The Origins and History of PN

By Chester Hartman

In 1970, I moved from the East coast (Cambridge) to the West coast (San Francisco). While it was, for me, a very satisfying change of venue, as a lifelong Easterner (seventeen years in the Bronx, followed by seventeen years in the Boston area), out there I increasingly felt somewhat removed from things, in particular from my planning colleagues. At the time, I was on the staff of the National Housing Law Project (then part of the Univ. of California Berkeley Law School, later to go independent), dealing with a range of housing justice issues. So in 1974 I contacted about three dozen planner friends to raise the idea of some kind of communications network among progressive planners. In the nineteen sixties, we had Planners for Equal Opportunity (PEO), the rewarding and effective collection of such folks that Walter Thabit, one of the original advocate planners working in the Cooper Square neighborhood of New York, put together. PEO had significant positive impact on the planning profession and programs such as urban renewal and public housing, raising in particular issues of race and class justice. But as the sixties faded into the seventies, PEO faded.

The response I got was positive. So I applied for a small grant to “Ping” Ferry and Carol Bernstein, those wonderful funders of social change groups and got one of their famous responses: a check ($2500 – more would come later) with an encouraging note on the stub – no hassle, no waiting. In August 1975. I sent out the first mailing, as I recall to about 300 persons – names provided by the friends I first queried, plus some names from Walter’s list. And that is how it all began.

I had occasional local help with mailings and maintaining the mailing list. But it was essentially a one-man operation, taking up maybe six to eight hours a month — most of it laboriously typing the various submissions people sent in. The bimonthly newsletter was largely a compendium of items “members” wanted others to know about – their work, problems, readings, etc. All costs – basically, printing and mailing – were covered by voluntary contributions by those receiving the newsletter.

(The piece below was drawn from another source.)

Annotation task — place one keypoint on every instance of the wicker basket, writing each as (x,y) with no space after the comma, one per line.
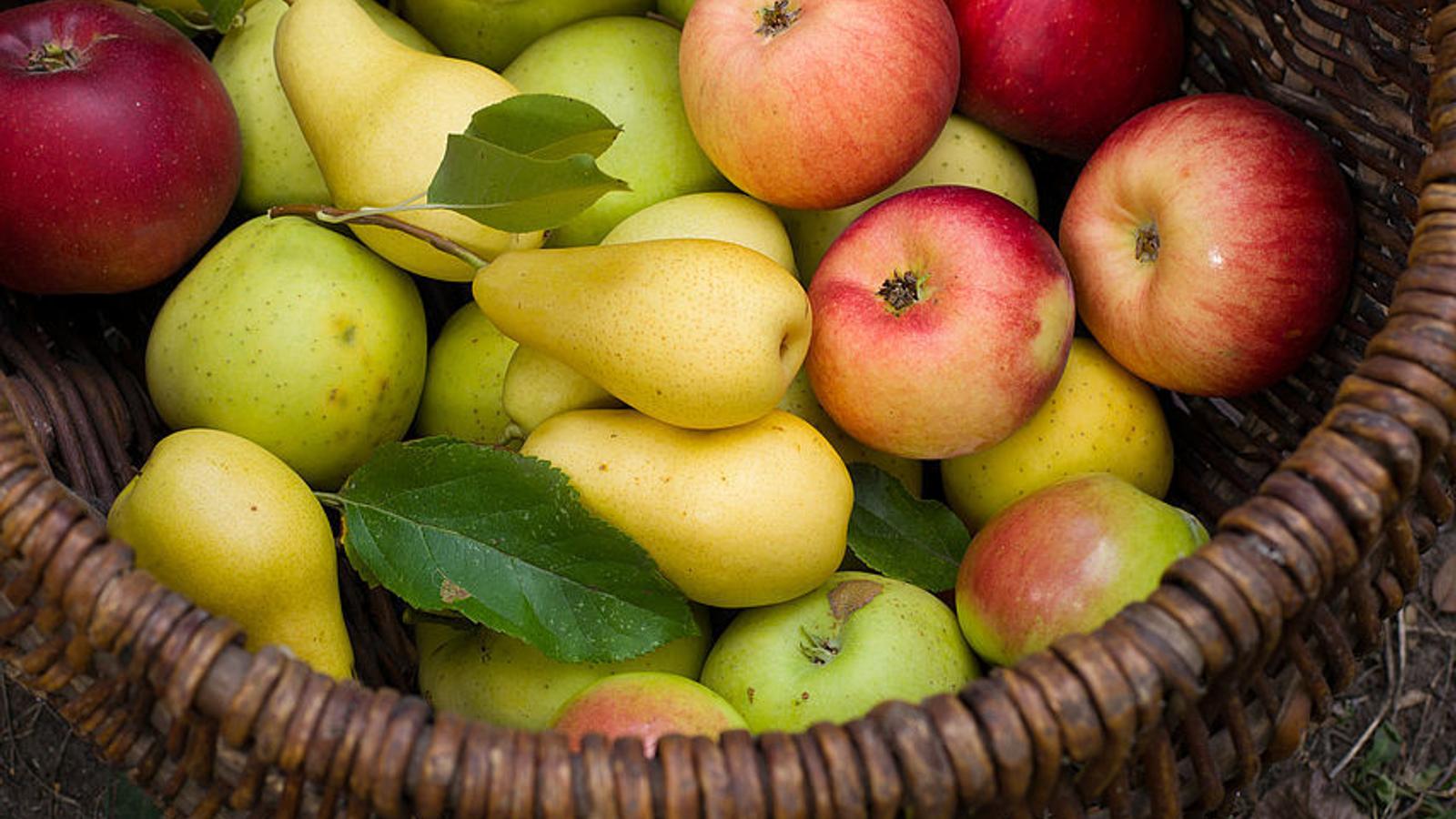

And we kept growing as more and more people learned about PN or were referred to us by “members.” I use that word in quotes because for the first few years there was nothing resembling an organization, just the newsletter, the sense of community it provided and in localities such as Boston, New York, SF, LA and Chicago, where there were concentrations of PNers, occasional local activities, such as forums, films, speakers, social events, technical assistance. We also published an occasional roster with short bio sketches, facilitating one-on-one contacts.

The first move toward making PN an organizaton was the 1979 Cornell conference on progressive planning, the papers for which were published as Urban and Regional Planning in an Age of Austerity, edited by Pierre Clavel, John Forester and William Goldsmith (Pergamon, 1980) – still a useful and relevant collection. Then, in 1981, came PN’s first national conference, at the 4-H Center outside Washington, DC, attended by about 150 people. There we adopted a formal Statement of Principles, intended not as a blood oath but as an understanding of general political agreement among the membership. We set up several working groups, one of which resulted in Critical Perspectives on Housing (Temple Univ. Press, 1986), the progressive housing reader I co-edited with PNers Rachel Bratt and Ann Meyerson.

In 1995, a few years after I relocated from San Francisco to DC (where I finally brought in some part-time paid assistance), I turned the whole operation over to Tom Angotti and colleagues at Pratt. It was a very healthy development: a new, elected Steering Committee; lots of new energy and an institutional base (Hunter now included) with the resources that brings; a longer, weightier, more substantive, less “chatty” publication, now transformed into this magazine; and all those terrific annual conferences.

Chester Hartman is Executive Director of the Poverty Race Research Action Council (www.prrac.org). He worked at the Institute for Policy Studies, taught at the University of North Carolina Planning Department, and has authored many publications. A collection of 32 of his past essays, with an autobiography/social history and a foreword by Jane Jacobs, entitled Between Eminence and Notoriety: Four Decades of Radical Urban Planning (Rutgers, Center for Urban Policy Research) is due out in February 2002. An updated edition of his book, City for Sale: The Transformation of San Francisco, will be published by University of California Press in May 2002. A new housing reader that he has co-edited with Rachel Bratt and Michael Stone will be published by Temple University Press in late 2002.